[Annie Besant by Annie Besant]@TWC D-Link bookAnnie Besant CHAPTER X 2/6
This young man, in January, 1879, began writing under initials for the _National Reformer_, and in February I became his pupil, with the view of matriculating in June at the London University, an object which was duly accomplished.
And here let me say to any one in mental trouble, that they might find an immense relief in taking up some intellectual recreation of this kind; during that spring, in addition to my ordinary work of writing, lecturing, and editing--and the lecturing meant travelling from one end of England to the other--I translated a fair-sized French volume, and had the wear-and-tear of pleading my case for the custody of my daughter in the Court of Appeal, as well as the case before the Master of the Rolls; and I found it the very greatest relief to turn to algebra, geometry, and physics, and forget the harassing legal struggles in wrestling with formulae and problems.

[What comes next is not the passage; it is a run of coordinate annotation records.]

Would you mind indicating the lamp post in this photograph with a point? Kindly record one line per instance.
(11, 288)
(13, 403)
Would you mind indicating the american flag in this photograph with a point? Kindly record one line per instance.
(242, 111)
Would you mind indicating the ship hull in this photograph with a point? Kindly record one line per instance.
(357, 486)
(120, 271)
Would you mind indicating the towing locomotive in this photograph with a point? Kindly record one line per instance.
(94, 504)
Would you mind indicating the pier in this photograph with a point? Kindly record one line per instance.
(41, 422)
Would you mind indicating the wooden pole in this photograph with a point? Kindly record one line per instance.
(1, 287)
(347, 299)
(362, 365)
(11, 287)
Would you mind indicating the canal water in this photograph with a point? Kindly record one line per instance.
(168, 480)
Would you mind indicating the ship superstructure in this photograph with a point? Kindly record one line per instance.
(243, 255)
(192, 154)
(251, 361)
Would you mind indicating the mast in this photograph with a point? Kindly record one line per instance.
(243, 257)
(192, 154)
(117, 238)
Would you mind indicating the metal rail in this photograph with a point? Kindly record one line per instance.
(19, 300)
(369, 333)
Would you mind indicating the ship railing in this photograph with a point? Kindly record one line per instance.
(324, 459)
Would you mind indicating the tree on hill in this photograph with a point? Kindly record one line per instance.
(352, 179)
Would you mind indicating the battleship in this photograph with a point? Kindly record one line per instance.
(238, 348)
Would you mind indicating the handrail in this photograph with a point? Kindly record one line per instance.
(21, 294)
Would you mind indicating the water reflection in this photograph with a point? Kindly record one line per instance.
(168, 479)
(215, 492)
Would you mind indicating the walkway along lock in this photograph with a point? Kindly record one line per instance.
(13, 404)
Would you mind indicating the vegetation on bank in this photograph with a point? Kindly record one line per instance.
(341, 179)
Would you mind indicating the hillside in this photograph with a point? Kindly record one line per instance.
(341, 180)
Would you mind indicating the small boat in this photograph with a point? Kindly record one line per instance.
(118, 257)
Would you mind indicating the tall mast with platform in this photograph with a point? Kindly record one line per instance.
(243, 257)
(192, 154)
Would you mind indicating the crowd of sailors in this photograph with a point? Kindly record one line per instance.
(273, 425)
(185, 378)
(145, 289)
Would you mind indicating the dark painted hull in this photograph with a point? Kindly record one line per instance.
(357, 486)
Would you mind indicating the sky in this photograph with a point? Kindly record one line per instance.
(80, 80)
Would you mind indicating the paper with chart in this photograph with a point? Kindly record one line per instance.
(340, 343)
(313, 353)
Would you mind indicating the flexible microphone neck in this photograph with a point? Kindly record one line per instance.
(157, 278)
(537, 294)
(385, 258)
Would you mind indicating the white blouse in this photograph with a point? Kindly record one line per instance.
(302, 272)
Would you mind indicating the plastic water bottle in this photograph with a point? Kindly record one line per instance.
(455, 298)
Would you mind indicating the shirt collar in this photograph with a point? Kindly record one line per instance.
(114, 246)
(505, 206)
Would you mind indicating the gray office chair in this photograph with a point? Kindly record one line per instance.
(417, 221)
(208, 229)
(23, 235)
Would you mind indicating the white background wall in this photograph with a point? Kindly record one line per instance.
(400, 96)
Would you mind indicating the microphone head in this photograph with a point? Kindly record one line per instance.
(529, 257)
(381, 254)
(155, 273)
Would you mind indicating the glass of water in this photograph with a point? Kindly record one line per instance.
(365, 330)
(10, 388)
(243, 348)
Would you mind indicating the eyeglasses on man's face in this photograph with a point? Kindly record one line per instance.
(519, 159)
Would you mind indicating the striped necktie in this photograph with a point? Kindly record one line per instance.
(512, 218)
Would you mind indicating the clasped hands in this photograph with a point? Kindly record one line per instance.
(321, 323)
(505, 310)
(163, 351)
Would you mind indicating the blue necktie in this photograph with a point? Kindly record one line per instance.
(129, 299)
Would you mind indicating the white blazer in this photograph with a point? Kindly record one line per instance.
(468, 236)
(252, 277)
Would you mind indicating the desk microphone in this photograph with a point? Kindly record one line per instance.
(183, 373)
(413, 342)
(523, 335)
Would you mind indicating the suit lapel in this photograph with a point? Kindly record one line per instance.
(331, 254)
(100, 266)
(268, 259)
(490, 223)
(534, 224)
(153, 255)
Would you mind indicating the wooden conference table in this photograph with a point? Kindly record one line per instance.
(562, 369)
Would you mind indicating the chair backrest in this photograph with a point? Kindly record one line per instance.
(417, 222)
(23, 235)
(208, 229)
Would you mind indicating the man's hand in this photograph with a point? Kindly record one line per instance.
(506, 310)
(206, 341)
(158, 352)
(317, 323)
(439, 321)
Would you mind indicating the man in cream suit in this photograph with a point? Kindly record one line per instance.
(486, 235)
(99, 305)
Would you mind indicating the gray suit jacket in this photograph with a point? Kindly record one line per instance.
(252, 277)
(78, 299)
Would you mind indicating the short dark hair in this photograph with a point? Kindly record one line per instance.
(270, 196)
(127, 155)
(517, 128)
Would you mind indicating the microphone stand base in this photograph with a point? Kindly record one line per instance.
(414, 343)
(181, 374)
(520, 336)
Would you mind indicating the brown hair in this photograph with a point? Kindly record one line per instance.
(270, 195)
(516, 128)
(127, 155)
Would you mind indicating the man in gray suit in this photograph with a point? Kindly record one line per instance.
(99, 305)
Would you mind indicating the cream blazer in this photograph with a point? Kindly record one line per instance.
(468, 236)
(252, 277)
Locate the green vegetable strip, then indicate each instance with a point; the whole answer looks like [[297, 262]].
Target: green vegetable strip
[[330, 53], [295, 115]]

The full access I gained to my children marked a step in the long battle of Freethinkers against disabilities, for, as noted in the _National Reformer_ by Mr. Bradlaugh, it was "won with a pleading unequalled in any case on record for the boldness of its affirmation of Freethought," a pleading of which he generously said that it deserved well of the party as "the most powerful pleading for freedom of opinion to which it has ever been our good fortune to listen." In the London _Daily News_ some powerful letters of protest appeared, one from Lord Harberton, in which he declared that "the Inquisition acted on no other principle" than that applied to me; and a second from Mr.Band, in which he sarcastically observed that "this Christian community has for some time had the pleasure of seeing her Majesty's courts repeatedly springing engines of torture upon a young mother--a clergyman's wife who dared to disagree with his creed--and her evident anguish, her long and expensive struggles to save her child, have proved that so far as heretical mothers are concerned modern defenders of the faith need not envy the past those persuasive instruments which so long secured the unity of the Church.
In making Mrs.Besant an example, the Master of the Rolls and Lord Justice James have been careful not to allow any of the effect to be lost by confusion of the main point--the intellectual heresy--with side questions.
There was a Malthusian matter in the case, but the judges were very clear in stating that without any reference whatever to that, they would simply, on the ground of Mrs.Besant's 'religious, or anti-religious, opinions,' take her child from her." The great provincial papers took a similar tone, the _Manchester Examiner_ going so far as to say of the ruling of the judges: "We do not say they have done so wrongly.